I sat down on the edge of the bed and took her hand. She frowned. “Be still. Any movement makes the room spin faster.”

“It will pass,” I told her, hoping it would, and sat very still. I watched her. The candles burned steadily, releasing the fragrances she had imbued in them over the summer past. The fire on the hearth crackled, flames consuming the carefully stacked logs. Slowly the lines of discomfort in her face eased. Her breathing steadied. The stealth and patience of my youthful training sustained me. I very gradually eased my weight from the bedside and when I finally stood beside the bed, I doubted that she had felt any motion at all, for she slept on.

I ghosted about the room, extinguishing all but two of her candles. I poked at the fire, added another log, and set the fire screen before it. I was not sleepy, or even weary. I had no desire to return to the festivities and explain why I was there while Molly was not. For a time longer I stood, the fire warming my back. Molly was a shape behind the mostly drawn bed curtains. The flames crackled, and my ears could almost sort the kiss of the driven snow against the windows from the sounds of the merrymaking down below.

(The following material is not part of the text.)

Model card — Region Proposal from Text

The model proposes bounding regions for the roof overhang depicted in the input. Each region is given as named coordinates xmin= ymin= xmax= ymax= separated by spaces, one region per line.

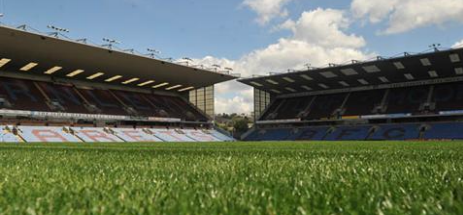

Slowly I took off my festive garments and resumed the comforts of my familiar leggings and tunic. Then silently I left the room, drawing the door slowly closed behind me.

I did not descend by the main stairs. Instead I took a roundabout path, down a servants’ back staircase and through a mostly deserted corridor until finally I reached my private den. I unlocked the tall doors and slipped inside. The remains of the hearth fire were a few winking coals. I woke them with a few twists of paper from my desk, burning the useless musings of that morning and then adding more fuel. I went to my desk, sat, and drew a blank sheet of paper toward me. I stared at it and wondered: Why not just burn it now? Why write on it, stare at the words, and then burn it? Was there really anything left in me that I could trust only to paper? I had the life I had dreamed of: the home, the loving wife, the children grown. Buckkeep Castle respected me. This was the quiet backwater I’d always dreamed of. It was over a decade since I’d even thought of killing anyone. I set down the quill and leaned back in my chair.